Echoplexus should be fitted with a server metadata module. This module would provide an HTTP API for information such as:

  • the current overall version of echoplexus
  • specific modules that are enabled
    • API version
    • their API version's backwards-compatabile-til value
    • any special namespaces (if applicable/differing)
  • how other instances should interact with it: the FQDN over for the wss connection

We'll use A and B to represent 2 server instances.

  1. Server operator of new echoplexus instance B points their echoplexus at established host A.
  2. B queries A's server metadata module, storing the capabilities of A in memory.
  3. B sends out a federation request
  4. A decides:
  • to let B join:
    • A and B negotiate a wss connection
      • if successful:
        • A adds B to his list of echoplexi that he will relay (via broadcast) events to
        • B adds A (reciprocation of the above)
      • if unsuccessful, they try again, backing off the attempts if they encounter more failures
  • to keep B out:
    • A responds with a nack. A can optionally recommend another echoplexus to connect to if A is over load capacity

Relay

A and B maintain a list of echoplexi that they will forward requests to. For forwarding, a distinction must be made from origin and foreign events. An origin event is anything sent directly by the direct peer of the server. A foreign event is anything that was relayed by another echoplexus.

For robustness, a central wheel & spoke model should be avoided -- we wouldn't want the center echoplexus to go down and completely island all the others

Relay Process (wrt Sender)

  1. A receives a new chat message from Alice
  2. A does the normal stuff; broadcast the message to all of his direct peers
  3. A also adds the event data in its entirety to a FIFO queue, the infoflow, a list of things to be sent to all of A's server peers
  4. A periodically (<500ms or less) flushes this queue (or some number of items up to a sensible (negotiated?) maximum from this queue) by broadcasting to each direct peer

A max TTL-type value should be included so that a broadcast loop isn't encountered.
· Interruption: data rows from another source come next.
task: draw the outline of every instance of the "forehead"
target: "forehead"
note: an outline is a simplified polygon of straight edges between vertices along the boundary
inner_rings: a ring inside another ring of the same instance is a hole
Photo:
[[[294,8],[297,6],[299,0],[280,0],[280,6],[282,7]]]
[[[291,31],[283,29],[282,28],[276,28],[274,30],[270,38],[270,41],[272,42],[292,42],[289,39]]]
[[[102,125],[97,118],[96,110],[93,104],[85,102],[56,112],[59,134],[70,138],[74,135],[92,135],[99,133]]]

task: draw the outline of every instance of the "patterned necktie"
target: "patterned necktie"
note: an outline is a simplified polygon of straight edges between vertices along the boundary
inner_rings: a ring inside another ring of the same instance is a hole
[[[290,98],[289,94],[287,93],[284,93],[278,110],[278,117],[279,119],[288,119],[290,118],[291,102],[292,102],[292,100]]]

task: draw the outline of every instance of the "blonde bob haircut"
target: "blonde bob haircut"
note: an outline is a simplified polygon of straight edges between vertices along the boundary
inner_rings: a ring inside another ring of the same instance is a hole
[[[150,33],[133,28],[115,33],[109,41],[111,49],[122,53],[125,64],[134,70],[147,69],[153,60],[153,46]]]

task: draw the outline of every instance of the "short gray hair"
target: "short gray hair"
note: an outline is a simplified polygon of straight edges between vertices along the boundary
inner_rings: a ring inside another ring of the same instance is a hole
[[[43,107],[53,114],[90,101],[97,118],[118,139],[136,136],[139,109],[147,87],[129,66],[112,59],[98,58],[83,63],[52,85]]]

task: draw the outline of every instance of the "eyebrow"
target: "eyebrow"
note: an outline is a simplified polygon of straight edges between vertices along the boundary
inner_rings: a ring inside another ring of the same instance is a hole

Relay Process (wrt Receiver)

  1. B has 0+ connections to other echoplexi, and with that, 0+ infoflow buffers
  2. While parsing events, we check to see from which module it came.
  • B checks that it hasn't seen this exact duplicate event recently (perhaps from another infoflow). If it has, toss out the event.
  • if our modules aren't API-compatible (gleaned during the capability negotiation / federation stage), toss out the event.
  • if our modules are API-compatible, the event is re-emitted internally as if it had come from a phantom direct peer and relayed to all of B's direct peers as appropriate

Phase Two +

The part where an echoplexus user is promoted to a supernode based on some algorithm deciding their candidacy, and is considered a 2nd level candidate. To be elucidated at a later date.